[Monetdb-developers] BAT sizes

Stefan Manegold Stefan.Manegold at cwi.nl
Mon Oct 15 16:29:32 CEST 2007


[I once again felt free to share this with the community ...]

Henning,

in case BAT capacities are significantly larger than their actual content
(count), this might indeed have a negative influence on performance.
(1) in case the BAT is memory-mapped when loaded, it "only" blocks some more
address space than strictly necessary (no problem on 64-bit systems,
potentially a problem on 32-bit systems);
(2) in case the BAT is malloced when loaded, it also occupied some more
memory than strictly necessary (potential problem on but 64- & 32-bit
systems).

However, unless there is some accurate estimation, it is often hard (or
virually impossible) to "guess" a BATs size before filling it; hence, a
"generous" initial size allocation is good to avoid expensive BAT extents.

In your case, I'm lost concerning which BATs your taling about. The
shredder-generated pre_* (actually rid_*) BATs need to be allocated before
reading the document; hence, there is know knowledge about the number of
nodes in the document, and as far as I can tell no trivial way to estimate
this accurately. Hence, the shredder needs to guess something --- JanF can
tell more, I guess...

In case of the TIJAH indices, I have no clue at all, how/where/when they are
built and whether there might be better information available to not
overallocate but allocate only just enough space. You or some of your
colleagues in Twente should know all the details.

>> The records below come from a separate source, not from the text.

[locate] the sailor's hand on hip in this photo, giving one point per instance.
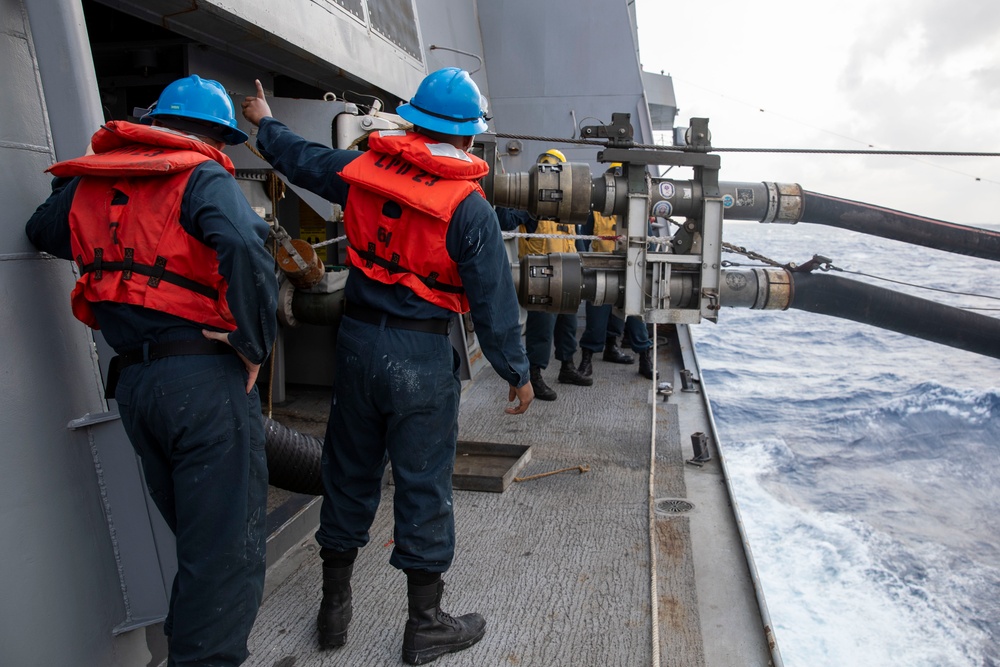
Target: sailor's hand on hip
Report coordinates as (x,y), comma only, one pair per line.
(255,108)
(524,395)
(252,369)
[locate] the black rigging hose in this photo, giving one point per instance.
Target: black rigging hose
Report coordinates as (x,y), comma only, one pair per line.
(887,223)
(293,459)
(895,311)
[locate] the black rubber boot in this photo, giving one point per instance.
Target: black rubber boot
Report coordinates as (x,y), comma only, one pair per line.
(335,609)
(646,364)
(430,632)
(543,392)
(569,375)
(586,367)
(613,352)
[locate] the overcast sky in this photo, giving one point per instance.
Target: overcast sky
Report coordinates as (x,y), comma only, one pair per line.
(893,74)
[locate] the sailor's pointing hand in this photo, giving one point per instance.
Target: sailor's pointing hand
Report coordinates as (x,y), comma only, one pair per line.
(255,108)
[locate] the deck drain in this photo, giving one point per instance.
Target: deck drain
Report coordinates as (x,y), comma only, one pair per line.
(673,506)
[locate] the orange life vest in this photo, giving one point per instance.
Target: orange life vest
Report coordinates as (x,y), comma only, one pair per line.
(428,180)
(125,228)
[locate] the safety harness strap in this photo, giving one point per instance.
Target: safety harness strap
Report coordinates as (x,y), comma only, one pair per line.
(395,267)
(156,273)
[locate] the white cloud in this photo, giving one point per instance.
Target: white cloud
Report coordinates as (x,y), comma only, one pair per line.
(898,74)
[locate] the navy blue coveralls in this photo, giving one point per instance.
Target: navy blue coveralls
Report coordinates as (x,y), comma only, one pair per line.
(602,322)
(541,329)
(396,391)
(199,434)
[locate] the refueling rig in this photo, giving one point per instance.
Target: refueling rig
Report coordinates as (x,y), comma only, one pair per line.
(672,272)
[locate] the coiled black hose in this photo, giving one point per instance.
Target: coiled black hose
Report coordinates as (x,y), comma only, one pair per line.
(293,459)
(895,311)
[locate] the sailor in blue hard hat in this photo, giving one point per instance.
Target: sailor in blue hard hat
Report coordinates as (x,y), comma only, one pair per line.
(197,106)
(424,245)
(448,102)
(174,271)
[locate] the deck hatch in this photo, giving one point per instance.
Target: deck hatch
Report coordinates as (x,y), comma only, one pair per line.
(672,506)
(486,466)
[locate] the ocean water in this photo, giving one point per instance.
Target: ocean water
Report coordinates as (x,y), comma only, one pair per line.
(866,464)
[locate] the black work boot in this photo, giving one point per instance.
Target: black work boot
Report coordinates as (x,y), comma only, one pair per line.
(335,609)
(586,367)
(646,364)
(614,353)
(430,632)
(569,375)
(543,392)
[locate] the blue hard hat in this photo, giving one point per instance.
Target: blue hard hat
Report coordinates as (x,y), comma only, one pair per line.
(198,99)
(448,101)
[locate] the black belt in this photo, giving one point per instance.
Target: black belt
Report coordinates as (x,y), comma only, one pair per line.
(154,351)
(373,316)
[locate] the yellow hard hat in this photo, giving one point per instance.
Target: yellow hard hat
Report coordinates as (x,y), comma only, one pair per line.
(552,156)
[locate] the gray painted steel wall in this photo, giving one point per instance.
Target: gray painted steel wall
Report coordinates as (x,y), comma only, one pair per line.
(60,594)
(314,41)
(557,65)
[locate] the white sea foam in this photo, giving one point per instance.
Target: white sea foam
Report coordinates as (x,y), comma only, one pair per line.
(832,585)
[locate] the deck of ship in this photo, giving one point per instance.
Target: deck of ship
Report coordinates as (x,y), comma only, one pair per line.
(559,565)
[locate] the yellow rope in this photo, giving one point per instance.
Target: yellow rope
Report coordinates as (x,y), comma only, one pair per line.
(582,469)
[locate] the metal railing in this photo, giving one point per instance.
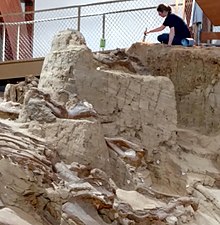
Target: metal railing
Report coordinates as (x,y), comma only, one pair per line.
(120,23)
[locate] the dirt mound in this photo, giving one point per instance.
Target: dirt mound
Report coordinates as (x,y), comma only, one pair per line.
(101,141)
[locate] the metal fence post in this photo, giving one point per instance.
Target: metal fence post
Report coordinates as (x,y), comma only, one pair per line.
(3,42)
(79,18)
(103,41)
(18,41)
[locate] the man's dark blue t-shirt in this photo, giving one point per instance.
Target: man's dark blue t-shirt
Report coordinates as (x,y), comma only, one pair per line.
(181,29)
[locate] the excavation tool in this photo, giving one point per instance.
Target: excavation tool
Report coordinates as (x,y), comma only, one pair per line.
(144,35)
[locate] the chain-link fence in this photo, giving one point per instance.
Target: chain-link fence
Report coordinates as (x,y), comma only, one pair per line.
(120,23)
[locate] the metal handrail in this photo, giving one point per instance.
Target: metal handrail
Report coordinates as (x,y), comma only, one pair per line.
(66,7)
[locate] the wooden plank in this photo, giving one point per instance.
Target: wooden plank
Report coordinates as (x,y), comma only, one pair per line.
(205,36)
(211,9)
(19,69)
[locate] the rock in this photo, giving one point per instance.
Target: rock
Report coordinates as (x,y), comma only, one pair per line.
(79,141)
(195,75)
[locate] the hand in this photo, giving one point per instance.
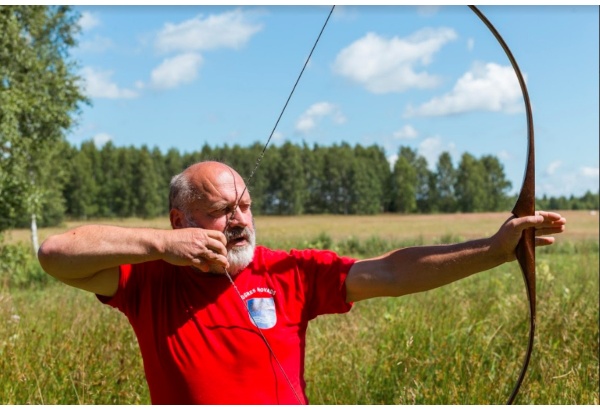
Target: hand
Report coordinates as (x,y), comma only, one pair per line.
(545,223)
(201,248)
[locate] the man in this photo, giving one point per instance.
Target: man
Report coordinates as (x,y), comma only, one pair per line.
(206,339)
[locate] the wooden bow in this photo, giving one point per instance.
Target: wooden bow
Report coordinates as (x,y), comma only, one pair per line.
(524,206)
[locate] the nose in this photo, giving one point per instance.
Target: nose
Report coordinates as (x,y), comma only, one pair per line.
(239,217)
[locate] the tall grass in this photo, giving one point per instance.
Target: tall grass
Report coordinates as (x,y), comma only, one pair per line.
(460,344)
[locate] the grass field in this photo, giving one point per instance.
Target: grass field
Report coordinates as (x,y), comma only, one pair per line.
(461,344)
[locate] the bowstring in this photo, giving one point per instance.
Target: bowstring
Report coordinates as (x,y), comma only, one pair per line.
(256,165)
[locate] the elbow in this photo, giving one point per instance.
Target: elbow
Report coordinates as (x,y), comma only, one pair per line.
(48,254)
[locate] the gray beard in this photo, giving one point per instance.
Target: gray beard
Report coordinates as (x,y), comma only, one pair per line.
(238,257)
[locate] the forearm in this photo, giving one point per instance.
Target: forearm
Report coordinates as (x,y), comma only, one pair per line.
(83,251)
(417,269)
(423,268)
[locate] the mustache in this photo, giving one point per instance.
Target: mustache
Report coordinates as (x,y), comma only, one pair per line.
(238,232)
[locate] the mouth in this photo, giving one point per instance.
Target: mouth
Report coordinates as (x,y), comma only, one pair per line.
(238,239)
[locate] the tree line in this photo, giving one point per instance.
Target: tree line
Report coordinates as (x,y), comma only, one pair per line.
(119,182)
(42,177)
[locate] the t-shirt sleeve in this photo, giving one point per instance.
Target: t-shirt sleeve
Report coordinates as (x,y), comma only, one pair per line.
(325,275)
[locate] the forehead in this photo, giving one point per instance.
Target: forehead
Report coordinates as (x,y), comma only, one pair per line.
(220,184)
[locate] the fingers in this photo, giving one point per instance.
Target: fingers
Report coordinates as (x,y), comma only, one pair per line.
(545,223)
(544,241)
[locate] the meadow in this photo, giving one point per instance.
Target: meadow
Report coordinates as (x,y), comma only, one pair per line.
(460,344)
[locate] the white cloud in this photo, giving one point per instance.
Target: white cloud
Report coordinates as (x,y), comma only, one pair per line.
(427,10)
(96,45)
(88,21)
(431,148)
(172,72)
(230,29)
(553,167)
(98,84)
(308,120)
(488,87)
(101,139)
(406,132)
(591,172)
(389,65)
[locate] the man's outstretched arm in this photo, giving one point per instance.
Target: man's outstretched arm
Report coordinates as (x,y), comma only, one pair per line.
(421,268)
(88,257)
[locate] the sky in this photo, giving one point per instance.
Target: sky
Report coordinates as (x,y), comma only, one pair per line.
(430,77)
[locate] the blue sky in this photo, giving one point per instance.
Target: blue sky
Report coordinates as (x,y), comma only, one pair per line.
(432,78)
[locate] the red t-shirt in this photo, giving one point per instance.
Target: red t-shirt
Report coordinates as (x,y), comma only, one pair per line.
(198,342)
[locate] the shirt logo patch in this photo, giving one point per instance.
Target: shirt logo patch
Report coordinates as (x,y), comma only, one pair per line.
(262,312)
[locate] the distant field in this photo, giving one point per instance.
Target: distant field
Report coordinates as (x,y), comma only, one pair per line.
(580,225)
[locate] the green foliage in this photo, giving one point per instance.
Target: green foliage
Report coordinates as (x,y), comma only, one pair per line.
(460,344)
(19,267)
(38,96)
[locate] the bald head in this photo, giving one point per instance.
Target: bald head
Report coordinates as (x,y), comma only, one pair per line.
(203,181)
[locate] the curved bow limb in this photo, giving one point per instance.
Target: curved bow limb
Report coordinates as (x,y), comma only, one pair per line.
(524,206)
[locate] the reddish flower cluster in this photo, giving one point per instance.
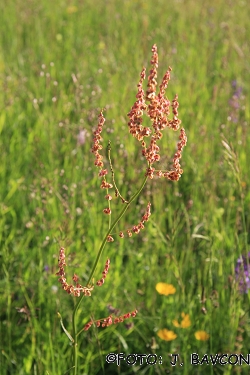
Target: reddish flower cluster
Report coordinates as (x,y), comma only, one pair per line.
(70,288)
(158,111)
(104,273)
(137,228)
(110,320)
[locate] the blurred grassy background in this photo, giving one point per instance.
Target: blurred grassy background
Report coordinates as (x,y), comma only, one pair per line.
(60,63)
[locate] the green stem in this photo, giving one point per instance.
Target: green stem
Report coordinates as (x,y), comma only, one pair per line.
(74,321)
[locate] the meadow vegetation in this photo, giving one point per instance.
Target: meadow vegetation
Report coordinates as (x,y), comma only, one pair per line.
(61,62)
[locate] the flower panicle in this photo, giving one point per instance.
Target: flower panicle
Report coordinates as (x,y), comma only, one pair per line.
(76,289)
(106,322)
(104,273)
(158,110)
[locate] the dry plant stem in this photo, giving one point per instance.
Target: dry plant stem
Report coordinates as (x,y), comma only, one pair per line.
(74,317)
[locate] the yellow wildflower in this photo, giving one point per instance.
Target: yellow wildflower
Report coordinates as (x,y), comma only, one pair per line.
(185,323)
(165,289)
(166,334)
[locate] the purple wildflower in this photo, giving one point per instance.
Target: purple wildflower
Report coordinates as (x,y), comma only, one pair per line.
(242,273)
(235,102)
(81,137)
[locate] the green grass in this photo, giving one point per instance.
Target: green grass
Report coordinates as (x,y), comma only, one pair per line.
(50,196)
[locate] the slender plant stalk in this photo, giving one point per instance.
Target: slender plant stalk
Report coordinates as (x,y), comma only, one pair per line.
(74,317)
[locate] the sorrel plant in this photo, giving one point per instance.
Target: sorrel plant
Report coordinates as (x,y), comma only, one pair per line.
(158,108)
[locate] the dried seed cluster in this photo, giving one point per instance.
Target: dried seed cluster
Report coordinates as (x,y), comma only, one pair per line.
(110,320)
(158,111)
(104,273)
(70,288)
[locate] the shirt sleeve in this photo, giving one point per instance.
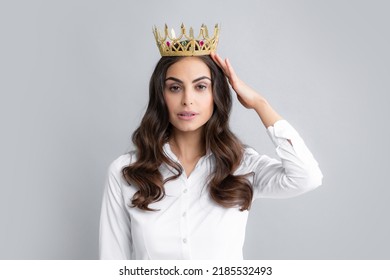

Finally, is there any concrete case where you actually experiences any
problems due to "over-allocation", or are you just wondering?

Stefan

ps: in the case given below, the batsize just fits the BAT's capacity; only
    the count is smaller than the capacity (obviously, it cannot be larger)
    --- if you want/need to know why, you better ask him/her who
    allocated/created/filled the "tj_DFLT_FT_INDEX_size1" BAT ...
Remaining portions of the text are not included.